Ascoltate quelle parole la bocca della bionda si dipinse di un sorrisetto beffardo, quasi di sfida, come se in otto anni di vita di coppia, quelle stesse labbra che un’infinità di volte avevano assaggiato ogni centimetro quadrato di quella donna, non avessero ancora imparato l’arte unica della cautela. E di fatti…

“Si Kaiou, si.” Tacitò forte della lontananza dalla sua dea.

“Scommetto che il barattolo sarà rimasto come l’ho lasciato.” Giocò Michiru di sarcasmo.

“Non proprio, ma non è affatto colpa mia.” E la bionda se la rise voltando il vialetto per ritrovarsi sulla spianata meridionale del belvedere.

Scattando la testa a destra e a sinistra strinse la giacca come se fosse stata un morbido collo. “Ma dove cacchio è?!” E riprese a camminare ancor più speditamente.

“Ascolta Ruka… Perché non rallenti un attimo?”

“Te l’ho detto Michi… Ho da fare in scuderia! E devo trovare quella casinista prima di subito!”

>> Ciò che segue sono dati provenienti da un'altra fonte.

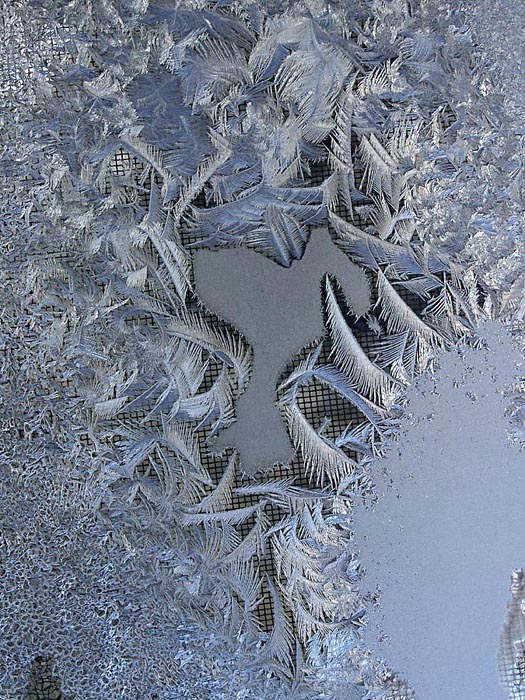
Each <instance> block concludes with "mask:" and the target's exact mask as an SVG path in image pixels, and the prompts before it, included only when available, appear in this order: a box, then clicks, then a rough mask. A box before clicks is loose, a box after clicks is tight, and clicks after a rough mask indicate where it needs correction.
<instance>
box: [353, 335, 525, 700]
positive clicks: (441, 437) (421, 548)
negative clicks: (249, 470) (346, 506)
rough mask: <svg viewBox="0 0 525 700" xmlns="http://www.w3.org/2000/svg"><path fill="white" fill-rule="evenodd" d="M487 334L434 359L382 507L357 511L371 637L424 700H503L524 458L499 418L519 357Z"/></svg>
mask: <svg viewBox="0 0 525 700" xmlns="http://www.w3.org/2000/svg"><path fill="white" fill-rule="evenodd" d="M482 335H483V337H484V338H485V339H486V342H487V347H486V348H483V349H477V350H474V349H472V348H469V349H466V348H462V349H461V350H460V351H458V352H457V353H447V354H445V355H442V356H440V358H439V369H437V370H436V372H435V373H434V374H433V375H432V376H430V377H422V378H420V379H419V380H418V381H417V382H416V384H415V385H413V386H412V387H411V389H410V390H409V391H408V392H407V396H408V400H409V411H410V413H409V416H407V417H406V419H404V420H403V422H402V428H401V431H400V434H399V437H398V439H397V440H396V442H395V443H394V444H393V445H392V446H391V447H390V448H389V450H388V452H387V454H386V456H385V457H384V458H383V459H381V460H378V462H377V470H376V474H377V486H376V498H377V502H376V503H375V504H373V505H371V507H370V509H369V510H365V509H364V507H363V506H360V507H359V508H357V509H356V510H355V511H354V527H355V533H356V544H357V546H358V547H359V548H360V551H361V562H362V564H363V567H364V568H365V569H366V575H365V576H364V579H363V583H362V585H363V586H365V587H366V589H367V590H370V591H372V592H374V591H375V590H376V587H378V588H380V590H381V594H380V597H379V604H378V606H377V609H375V610H373V609H371V610H370V627H369V631H368V635H369V636H368V639H369V641H370V643H371V645H373V646H374V647H375V649H376V651H377V652H378V653H380V654H381V655H382V656H383V657H384V658H385V659H386V660H387V662H388V663H389V665H391V666H392V667H393V668H394V669H395V670H396V671H397V672H398V673H399V675H400V676H401V677H403V678H405V679H410V684H411V685H412V687H413V688H414V690H415V692H416V696H417V698H418V699H419V700H449V699H450V700H456V699H457V698H462V700H478V699H479V698H491V699H494V700H495V699H496V698H501V700H505V698H506V697H507V695H506V692H504V689H503V686H501V685H500V683H499V677H498V672H497V655H498V648H499V642H500V631H501V628H502V625H503V621H504V618H505V607H506V602H507V599H508V588H509V581H510V573H511V572H512V570H513V569H519V568H521V567H522V566H523V564H524V560H525V552H524V549H523V539H524V536H525V524H524V519H523V501H524V498H525V470H524V464H525V460H524V453H523V451H521V450H520V449H519V448H518V446H513V445H511V443H510V441H509V435H508V433H509V427H510V426H509V422H508V420H507V418H506V417H505V411H506V409H508V402H509V399H508V393H509V392H510V391H511V390H512V386H513V384H514V383H515V382H516V378H517V377H519V376H521V375H522V373H523V363H524V360H523V355H522V354H521V352H519V349H518V348H517V347H516V345H515V344H514V343H513V341H512V339H511V336H510V334H509V333H508V331H506V330H505V329H504V328H503V327H502V326H500V325H492V326H488V327H486V328H484V330H483V332H482ZM379 637H383V639H382V641H378V639H379ZM514 641H518V640H517V639H516V640H514Z"/></svg>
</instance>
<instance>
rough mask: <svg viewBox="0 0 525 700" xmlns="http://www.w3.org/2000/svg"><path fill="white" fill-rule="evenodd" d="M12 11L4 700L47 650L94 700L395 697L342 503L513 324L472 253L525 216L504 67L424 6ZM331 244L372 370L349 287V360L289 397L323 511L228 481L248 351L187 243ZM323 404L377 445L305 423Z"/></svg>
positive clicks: (360, 491)
mask: <svg viewBox="0 0 525 700" xmlns="http://www.w3.org/2000/svg"><path fill="white" fill-rule="evenodd" d="M2 11H3V20H4V26H5V33H6V37H7V40H6V41H5V42H2V44H1V47H0V48H1V56H2V69H3V75H5V74H6V71H7V72H9V79H8V80H4V81H3V82H2V84H1V85H0V90H1V99H2V107H3V111H2V115H1V117H0V119H1V122H0V128H1V135H2V152H1V156H0V176H1V177H2V184H3V185H4V187H5V190H6V192H8V193H9V196H7V197H4V198H2V200H1V202H0V206H1V207H2V210H1V212H2V219H1V221H2V226H3V231H2V238H1V240H0V243H1V245H2V246H3V250H4V251H5V257H4V259H3V262H2V269H1V273H2V282H3V283H4V284H3V287H2V294H3V295H4V296H3V300H4V302H5V303H4V304H3V312H2V317H1V319H0V320H1V322H2V324H3V326H2V332H3V338H4V339H5V343H4V355H5V362H4V365H3V371H4V375H5V382H4V383H3V384H2V392H1V398H2V401H3V402H4V410H5V415H6V416H8V419H6V420H7V423H6V426H5V427H6V430H3V432H2V434H1V439H2V440H3V441H4V443H3V448H4V449H3V452H2V454H3V460H4V465H3V467H4V471H2V475H3V476H2V488H3V490H4V493H5V494H6V502H7V503H8V507H6V508H5V509H3V510H2V518H3V520H2V545H3V547H2V550H1V552H0V558H1V559H0V561H1V565H2V570H3V572H4V575H3V577H2V579H1V585H2V586H3V587H4V588H3V596H2V602H3V604H4V605H3V607H2V608H1V610H0V622H1V630H2V636H1V641H0V643H1V644H2V645H3V646H2V653H1V654H0V691H1V692H2V693H3V695H4V696H5V697H6V698H9V700H13V699H15V698H16V700H18V699H19V698H21V697H23V695H24V688H25V685H26V681H27V673H28V669H29V667H30V664H31V660H32V659H33V658H34V656H36V655H46V656H49V657H51V659H52V660H53V663H54V669H53V670H54V672H55V675H56V676H57V678H58V679H59V680H60V682H61V685H62V688H63V691H64V693H65V694H68V695H71V696H74V697H75V696H76V697H77V698H78V700H80V698H82V700H84V699H86V700H95V699H96V700H99V699H102V698H103V699H104V700H113V699H116V698H121V697H122V696H123V695H124V696H125V697H133V696H138V697H141V698H144V699H146V698H152V697H157V698H159V699H163V700H164V699H168V698H181V697H191V698H195V697H202V698H213V700H223V698H232V697H235V698H236V700H241V699H244V698H248V699H251V698H254V699H255V698H258V699H261V700H262V699H264V698H271V699H272V700H277V699H280V698H282V699H283V700H284V699H287V700H292V699H293V698H308V699H309V700H314V699H317V700H321V699H323V700H337V699H338V698H341V699H342V698H344V699H345V700H347V698H348V697H349V695H350V696H351V695H354V696H356V697H361V698H363V699H366V700H379V699H380V698H381V699H386V698H389V697H390V696H391V695H392V693H393V688H394V686H395V682H394V681H393V679H392V678H391V675H390V674H389V671H388V668H387V667H386V666H385V664H383V663H380V662H376V661H375V660H374V659H373V658H372V657H371V655H370V653H369V651H368V650H367V649H366V648H365V646H364V645H363V643H362V642H361V641H360V640H359V639H358V636H357V631H358V630H359V628H360V627H361V626H362V624H363V622H362V620H363V615H364V612H365V607H366V606H367V605H368V601H366V600H364V599H363V598H362V597H361V596H360V594H359V590H358V586H357V582H358V576H359V561H358V560H357V558H356V556H355V547H353V544H352V528H353V526H352V519H351V518H352V501H353V499H354V498H355V497H356V495H360V494H364V493H369V491H370V488H371V474H372V468H373V459H374V457H376V456H378V455H380V454H381V451H382V449H383V445H384V441H385V439H386V438H388V437H389V436H391V435H392V434H393V433H395V431H396V421H397V419H398V416H399V414H400V412H401V410H402V407H403V402H404V396H403V392H404V389H405V388H406V386H407V385H409V384H410V382H411V381H413V379H414V378H415V377H416V376H417V375H418V374H419V373H421V372H422V371H424V370H425V369H426V368H427V367H428V366H429V365H430V364H431V362H432V358H433V356H434V354H435V353H436V351H437V350H438V349H439V348H441V347H451V346H452V345H453V344H454V343H455V342H456V341H457V340H458V339H460V338H464V339H470V341H472V342H475V337H476V325H477V323H478V322H479V320H480V319H481V318H483V317H486V316H491V315H500V314H512V313H513V314H514V317H515V322H516V324H518V326H519V324H520V323H522V321H523V309H522V306H521V304H522V295H521V292H520V283H519V280H518V277H519V274H517V269H516V265H515V260H514V258H513V256H512V255H511V254H509V256H508V259H507V260H506V261H505V263H504V266H503V269H499V267H498V265H496V266H494V264H493V263H494V261H493V256H492V255H489V254H488V253H490V250H489V251H488V253H487V255H484V256H481V257H479V258H478V257H476V256H477V252H478V251H479V250H481V249H482V248H483V246H481V247H479V248H478V247H476V243H475V238H476V226H477V225H478V224H477V223H475V224H472V225H468V224H469V216H471V215H472V212H473V211H475V212H476V216H481V215H482V214H483V215H485V216H489V215H492V214H494V213H496V214H497V216H498V217H499V218H497V222H498V225H499V224H500V223H501V222H508V221H509V217H508V216H507V208H506V202H507V201H508V200H509V197H510V198H511V200H512V197H514V200H512V201H515V202H517V204H516V205H515V206H519V202H520V201H521V200H520V199H519V197H520V195H519V186H518V184H517V183H518V182H519V178H518V175H519V152H518V149H517V148H516V146H515V141H514V140H513V138H514V137H515V133H514V132H513V131H512V129H511V128H507V125H506V123H505V121H504V120H503V119H502V118H499V116H498V100H499V96H498V95H497V94H496V93H495V90H494V82H493V81H492V80H491V78H490V76H489V75H487V73H486V70H485V65H484V63H483V57H482V56H481V54H479V52H476V51H474V50H473V47H472V45H471V43H470V35H469V33H468V32H467V31H466V30H465V29H464V28H463V27H462V25H461V23H459V24H458V23H455V20H454V15H452V16H451V15H450V14H447V13H446V12H442V8H440V7H438V8H433V7H432V6H426V7H423V9H422V10H421V11H420V10H419V9H418V10H417V11H416V8H415V7H412V3H408V2H404V1H402V0H396V1H388V2H387V1H386V0H385V1H383V0H373V1H372V0H363V1H357V0H356V2H350V3H344V4H340V3H335V2H327V3H326V4H325V3H324V2H314V1H307V2H305V3H299V4H296V3H288V4H287V5H285V6H283V7H282V8H280V7H277V3H275V7H274V6H273V5H272V6H270V5H268V6H267V7H261V6H260V4H258V3H251V2H236V1H235V0H232V1H231V2H229V1H228V0H224V1H223V0H221V1H220V2H218V3H216V2H214V3H211V2H210V3H208V2H206V1H205V0H194V1H193V0H188V1H187V2H184V3H181V4H180V5H177V6H176V7H175V6H174V5H173V3H170V2H164V1H163V0H151V2H148V0H114V1H112V2H110V0H101V2H97V3H89V2H86V1H85V0H72V2H54V1H51V0H34V1H33V2H30V3H26V2H3V3H2ZM35 47H38V48H36V49H35ZM21 51H23V52H25V53H24V55H25V56H26V57H29V59H28V60H29V66H28V65H27V63H22V62H21V61H20V59H19V56H20V53H21ZM116 154H118V155H119V157H123V158H124V161H125V162H127V163H128V165H124V167H123V168H122V169H120V170H119V171H118V172H117V171H116V169H115V155H116ZM319 159H322V160H326V164H327V166H328V173H329V174H328V175H327V176H326V177H325V179H324V180H323V181H322V182H320V183H319V182H317V181H314V182H310V180H309V175H310V173H311V171H312V168H313V166H315V164H316V162H317V161H318V160H319ZM357 166H359V167H357ZM360 171H362V175H360V174H359V172H360ZM516 193H517V194H516ZM496 204H497V206H496ZM486 220H487V219H486V218H485V219H483V222H485V221H486ZM475 221H476V222H477V221H478V219H476V220H475ZM491 221H492V219H491ZM326 223H330V225H331V226H332V227H333V230H334V235H335V236H336V239H337V243H338V244H339V245H340V247H341V249H342V250H343V251H344V252H345V253H346V254H347V255H348V256H349V258H350V259H351V261H353V262H354V263H356V264H359V265H360V266H362V267H363V269H365V270H366V271H367V273H368V275H369V277H370V279H371V283H372V286H373V288H375V290H376V291H377V292H379V294H380V299H379V301H378V304H377V306H376V307H375V308H373V309H372V310H371V312H370V313H369V314H367V315H366V317H365V319H364V320H363V323H366V324H368V328H369V329H370V330H371V331H372V332H373V333H375V334H377V337H378V343H377V346H376V347H375V348H374V349H373V350H369V351H368V352H365V351H364V350H363V348H360V347H359V343H358V342H357V341H356V338H355V336H354V333H353V331H352V328H351V326H350V324H349V323H348V321H347V318H346V317H345V314H344V313H342V310H341V308H340V307H339V303H338V300H337V298H336V297H335V296H334V295H333V294H330V292H331V289H330V287H329V286H327V288H326V290H325V291H326V299H325V307H326V308H325V312H326V319H327V322H326V342H327V343H328V346H329V351H330V353H329V358H330V360H329V362H328V363H327V362H326V361H323V360H321V359H320V358H321V354H320V348H319V347H315V348H312V349H311V350H310V351H309V352H308V353H307V355H306V357H305V359H304V360H303V361H301V362H300V363H299V364H298V365H297V366H296V367H294V368H293V370H292V371H291V373H290V374H289V376H288V377H285V378H284V379H283V382H282V385H281V387H280V391H281V394H280V396H281V399H280V400H281V404H282V407H283V410H284V413H285V416H286V419H287V423H288V428H289V430H290V435H291V438H292V440H293V443H294V445H295V447H296V449H297V456H296V458H297V460H298V461H299V463H300V464H301V465H302V468H303V469H304V472H305V473H307V474H308V475H309V476H310V481H311V488H309V489H304V488H298V487H297V486H295V485H294V484H293V483H290V481H289V480H288V479H283V478H279V479H277V478H273V479H272V478H271V475H270V478H268V479H266V480H265V481H263V482H259V481H254V482H245V481H242V480H240V479H239V478H238V477H239V472H240V469H239V463H238V456H237V455H235V454H232V455H230V456H229V459H228V460H227V461H226V463H225V464H224V465H223V468H224V471H223V473H222V476H220V478H218V479H212V477H211V475H210V473H209V471H208V468H207V466H206V463H205V460H203V459H202V455H201V450H202V449H203V447H204V444H203V436H205V437H208V436H209V434H211V433H217V434H218V433H220V431H221V430H223V429H224V428H225V427H226V426H227V425H229V424H230V423H231V421H232V418H233V416H234V414H235V406H236V404H237V400H238V397H239V396H240V395H241V392H242V391H243V389H244V388H245V387H246V385H247V382H248V381H249V377H250V369H251V355H250V348H249V347H248V345H247V343H246V342H245V340H244V339H243V338H242V337H241V336H240V335H239V334H238V333H237V332H236V331H235V329H230V328H224V327H223V326H221V325H220V324H218V323H217V322H216V319H213V318H209V317H208V316H206V315H205V314H204V313H203V312H202V309H201V308H200V306H199V303H198V302H199V300H198V298H197V297H196V296H195V293H194V289H193V280H192V270H191V256H190V250H189V248H190V246H189V245H188V241H197V242H199V245H204V246H206V245H209V246H215V245H216V244H219V245H225V246H230V245H242V246H246V247H249V248H255V249H256V250H258V251H260V252H261V253H263V254H265V255H267V256H269V257H272V258H273V259H274V260H276V261H278V262H279V263H280V264H281V265H283V267H286V266H289V265H291V264H293V260H297V259H299V258H300V257H301V256H302V254H303V251H304V243H305V240H306V238H307V227H309V226H310V225H317V224H326ZM483 225H485V223H483ZM473 227H474V228H473ZM4 234H5V235H4ZM472 241H474V242H473V243H472ZM469 246H470V247H469ZM515 280H518V281H517V283H516V285H515V286H513V287H512V288H511V289H510V292H509V288H508V287H509V284H513V282H514V281H515ZM404 290H408V291H409V292H410V293H411V294H413V295H415V296H416V297H419V298H420V299H421V300H422V305H423V306H425V307H426V309H425V313H423V314H421V313H415V312H414V311H413V309H412V308H411V307H410V305H408V304H407V303H406V300H405V292H404ZM332 291H333V290H332ZM372 367H373V369H372ZM211 369H214V370H217V372H216V373H215V374H214V375H213V381H212V383H211V387H210V386H209V385H208V384H206V383H205V381H204V378H205V376H206V375H207V373H209V372H208V370H210V371H211ZM367 370H370V371H369V372H368V371H367ZM314 381H315V382H319V383H321V384H323V385H324V386H325V387H329V389H330V391H333V392H335V393H336V394H337V395H338V396H340V397H342V398H343V399H344V400H345V401H347V402H349V403H352V404H353V405H355V406H356V407H358V408H359V410H360V412H361V414H360V415H362V418H361V419H360V422H358V424H357V425H355V424H351V425H349V426H347V427H346V428H345V429H344V430H342V431H339V430H328V427H330V426H328V427H327V425H326V424H325V425H323V429H322V430H321V429H319V428H316V426H313V425H312V424H311V423H310V422H309V421H308V420H307V419H306V417H305V415H304V414H303V413H302V411H301V409H300V405H299V402H298V399H297V397H298V395H299V393H300V391H301V387H302V386H304V385H309V384H310V383H311V382H314ZM518 399H519V396H517V398H516V401H518ZM517 405H518V404H517V403H516V404H515V406H517ZM516 410H517V409H516ZM519 420H520V419H519V412H516V413H515V422H516V426H518V425H519ZM516 429H517V428H516ZM204 449H205V447H204ZM239 497H242V498H247V497H249V501H248V505H246V501H245V502H244V505H242V506H240V505H239V500H238V499H239ZM59 506H60V507H59ZM276 509H279V510H278V512H279V513H280V514H281V515H280V516H279V517H280V520H279V522H277V523H276V524H275V526H274V527H271V525H272V523H271V522H270V519H269V515H268V513H269V512H270V511H271V512H272V513H274V512H275V511H276ZM26 513H28V514H30V515H31V518H29V517H28V518H25V519H24V518H22V522H20V517H21V514H22V515H23V514H26ZM75 518H76V519H77V521H78V522H77V524H78V527H77V528H76V529H75V528H72V525H71V521H73V522H75ZM240 523H250V524H251V529H249V530H248V531H246V530H245V531H244V532H243V533H242V535H241V533H240V531H239V528H238V525H239V524H240ZM64 542H66V545H65V546H62V545H63V543H64ZM79 553H82V556H80V554H79ZM268 555H271V556H272V557H273V561H274V563H275V565H276V573H275V576H274V577H273V578H270V579H269V580H268V582H267V588H266V589H264V587H263V584H264V581H265V579H264V577H263V575H262V573H261V570H260V566H261V562H262V561H264V560H265V558H266V557H267V556H268ZM506 575H508V572H507V573H506ZM62 578H64V585H62V583H61V581H62ZM101 581H102V582H103V586H102V587H101V586H100V582H101ZM35 590H36V592H37V594H36V595H37V598H38V604H37V603H35V598H34V595H35ZM263 595H266V597H267V598H268V599H269V600H270V602H271V605H272V608H273V611H274V624H273V627H272V628H271V629H270V630H269V632H262V631H261V630H260V628H259V626H258V623H257V618H256V614H255V613H256V610H257V606H258V604H259V601H260V600H261V597H262V596H263ZM46 631H49V634H48V633H47V632H46ZM72 648H74V651H75V656H72V654H71V649H72ZM174 649H176V650H177V651H176V652H175V653H174ZM409 681H410V679H409ZM399 692H401V693H402V694H403V693H405V694H406V693H407V692H408V691H405V690H403V688H401V690H400V691H399Z"/></svg>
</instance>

“Sarò più chiara… Fermati!” A quell’ordine perentorio Haruka bloccò il passo fissando lo schermo, mentre uno strano eco faceva rimbalzare la voce di Michiru dall’I phone alla sua schiena.

Portando nuovamente l’apparecchio sull’orecchio la bionda si fece attenta mentre il fenomeno si andava amplificando di secondo in secondo.

“D’accordo che sei arrabbiata, però Tenou…, sembra proprio che tu stia girando a vuoto.”

Voltando il busto di tre quarti Haruka rimase impietrita. Michiru la stava raggiungendo camminando con la sua solita postura calma e sicura.

“Mi… chi…ru?!”

“Ma lo sai da quanti minuti sono che ti sto dietro?” Chiese fermandosi a pochi centimetri dalla compagna.

“Ma che caz..”

“Basta… - La bloccò posandole indice e medio sulle labbra. - Ho tanto l’impressione che in mia assenza ci si sia un po’ troppo lasciate andare, vero? E sono passata anche per casa. Amore… è un macel…” Ma Michiru non riuscì a terminare la frase, perché arpionandole la vita con la destra, la bionda se la strinse contro rubandole le labbra in un passionale bacio.

Bacio che l’altra ricambiò con lo stesso ardore ribadendo per l’ennesima volta a se stessa quanto la decisione di lasciare Stoccolma ed il suo sogno di riprendere la carriera di pittrice fosse stata giusta.

 

 

Impareggiabili. Le labbra della sua donna erano semplicemente uniche e mentre le assaporava con quell’ardore tipico del suo carattere, Haruka si domandò come avesse potuto cercarle altrove. Quella di cedere per una frazione di secondo ad un’altra donna era stata una cosa umana, soprattutto visto il periodo, ma nonostante ci avesse pensato e ripensato frantumandosi il cervello, solo in quel momento la bionda riuscì finalmente a capire fino in fondo, quanto cercare Michiru in un’altra fosse stato idiota, avvilente e soprattutto irrispettoso, sia per lei che per la stessa Martah. Poggiando la fronte su quella della compagna sospirò afferrandole la mano.

“Mi sei mancata da morire…”

“Lo so. Anche tu.”

“No… - Disse tornando a guardarla. - … Non credo tu sappia quanto.”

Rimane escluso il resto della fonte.